Scoring matrices \(B\)
The paragraph above suggests a good way to score matrices in practice (i.e., when the empirically-observed matrix \(\tilde{E}\) is a noisy estimate of a true matrix \(E\)):
- Propose a matrix \(B\)
- Compute \(x^{(k)}\) for each observed \(\tilde{x}^{(k,r)}\)
- Try to minimize the distance between the predicted and observed
Naturally, this algorithm relies on a notion of distance. The simplest choice would be to choose \(B\) such that the sum of squared deviations is minimized:
\[ SSQ(B) = \sum_r \sum_k \sum_i \left(\tilde{x}^{(k,r)}_i - x^{(k)}_i \right)^2 \]
When the values of \(\tilde{x}^{(k)}_i\) vary considerably (as expected when populations interact), minimizing the SSQ will favor matrices that match closely the rows of \(\tilde{E}\) containing large values, such that a 10% error on a small value of \(\tilde{x}^{(k)}_i\) “counts” less than a 1% error for a large value.
If we want to put all rows on the same footing, we can implement a Weighted Least Squares scheme, in which
\[ WLS(B) = \sum_r \sum_k \sum_i \left(\frac{\tilde{x}^{(k,r)}_i - x^{(k)}_i}{\sigma^{(k)}_i} \right)^2 \]
where deviations are weighted by the respective standard deviation (for simplicity, we can take \(\sigma_i^{(k)} = \sqrt{ \mathbb E\left((\tilde{x}_i^{(k,r)})^2 \right) - \left( \mathbb E\left(\tilde{x}_i^{(k,r)} \right)\right)^2}\).
Finally, we can have a likelihood-based approach in which we are trying to maximize the sum of log-likelihoods:
\[ \mathcal L(B) = \sum_r \sum_k \sum_i \log P\left(\tilde{x}^{(k,r)}_i|x^{(k)}_i, \gamma_i^{(k)} \right) \]

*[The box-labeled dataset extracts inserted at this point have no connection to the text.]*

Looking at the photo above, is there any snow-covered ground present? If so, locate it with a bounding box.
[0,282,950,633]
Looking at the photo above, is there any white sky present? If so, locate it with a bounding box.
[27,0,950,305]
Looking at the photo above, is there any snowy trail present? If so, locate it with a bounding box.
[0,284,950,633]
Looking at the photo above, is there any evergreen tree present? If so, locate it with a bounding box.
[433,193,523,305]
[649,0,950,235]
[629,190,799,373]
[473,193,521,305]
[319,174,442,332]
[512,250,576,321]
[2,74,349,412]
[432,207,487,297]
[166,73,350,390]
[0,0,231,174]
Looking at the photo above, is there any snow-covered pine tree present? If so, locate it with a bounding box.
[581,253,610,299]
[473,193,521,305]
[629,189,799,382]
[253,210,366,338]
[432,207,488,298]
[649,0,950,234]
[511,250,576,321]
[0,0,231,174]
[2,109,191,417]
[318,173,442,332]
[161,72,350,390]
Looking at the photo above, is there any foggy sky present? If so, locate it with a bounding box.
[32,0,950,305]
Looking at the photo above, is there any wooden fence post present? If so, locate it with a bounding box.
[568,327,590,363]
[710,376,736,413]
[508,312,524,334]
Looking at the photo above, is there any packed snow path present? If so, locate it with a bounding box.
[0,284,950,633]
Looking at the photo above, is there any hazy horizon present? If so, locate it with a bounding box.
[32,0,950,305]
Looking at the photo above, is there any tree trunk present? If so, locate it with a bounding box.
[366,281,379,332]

where \(P(x|\mu, \gamma)\) is the density of a probability distribution function whose shape is controlled by parameters \(\mu\) and \(\gamma\).

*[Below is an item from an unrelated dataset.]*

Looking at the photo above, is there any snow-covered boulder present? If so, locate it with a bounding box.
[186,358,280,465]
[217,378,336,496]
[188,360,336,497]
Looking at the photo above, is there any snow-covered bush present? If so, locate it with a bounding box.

In the tutorial, we are going to experiment with all three approaches, and discuss pros and cons.
References and further readings
The backbone of the statistical model can be found in numerous articles, which converged to the same solution starting from different angles:
Xiao, Y., Angulo, M. T., Friedman, J., Waldor, M. K., Weiss, S. T., & Liu, Y.-Y. (2017). Mapping the ecological networks of microbial communities. Nature Communications, 8(1), 1–12.
Fort, H. (2018). On predicting species yields in multispecies communities: Quantifying the accuracy of the linear Lotka-Volterra generalized model. Ecological Modelling, 387, 154–162.

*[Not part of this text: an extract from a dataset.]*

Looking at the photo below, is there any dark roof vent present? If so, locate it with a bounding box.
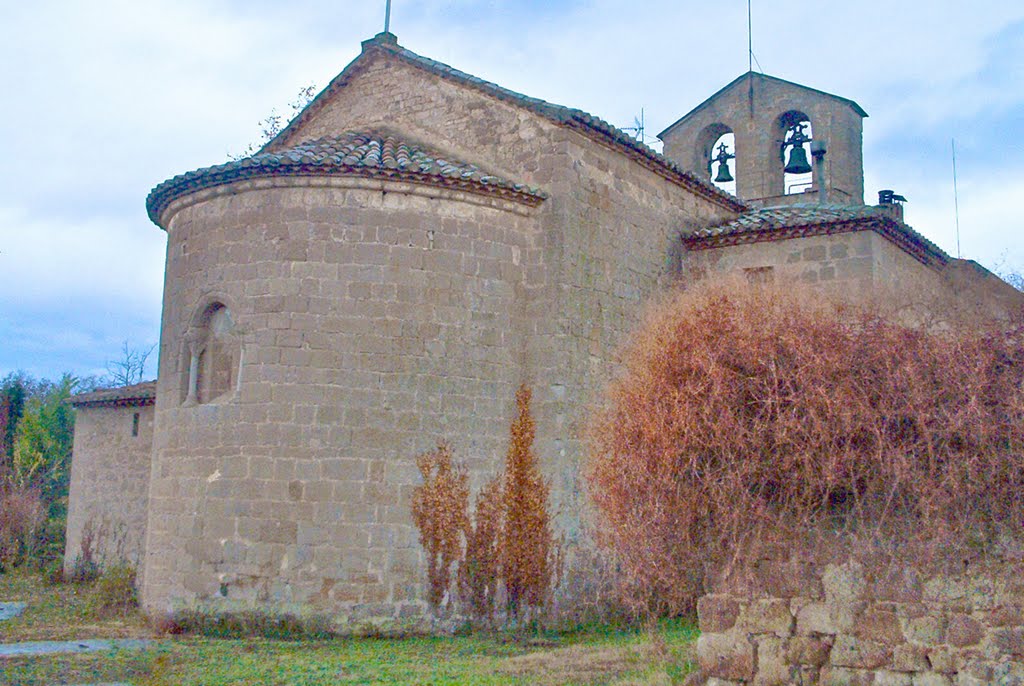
[879,190,906,205]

Maynard, D. S., Miller, Z. R., & Allesina, S. (2020). Predicting coexistence in experimental ecological communities. Nature Ecology & Evolution, 4(1), 91–100.
Ansari, A. F., Reddy, Y., Raut, J., & Dixit, N. M. (2021). An efficient and scalable top-down method for predicting structures of microbial communities. Nature Computational Science, 1(9), 619–628.
Davis, J.D., Olivença, D.V., Brown, S.P. and Voit, E.O., (2022). Methods of quantifying interactions among populations using Lotka-Volterra models. Frontiers in Systems Biology, 2, p.1021897.
For the tutorial, we are going to closely follow:
- Skwara, A., Lemos‐Costa, P., Miller, Z.R. and Allesina, S., 2023. Modelling ecological communities when composition is manipulated experimentally. Methods in Ecology and Evolution, 14(2), pp.696-707.
The same method can be extended to provide a simple test for phylogenetic effects on competition/growth:
- Lemos‐Costa, P., Miller, Z.R. and Allesina, S., 2024. Phylogeny structures species’ interactions in experimental ecological communities. Ecology Letters, 27(8), p.e14490.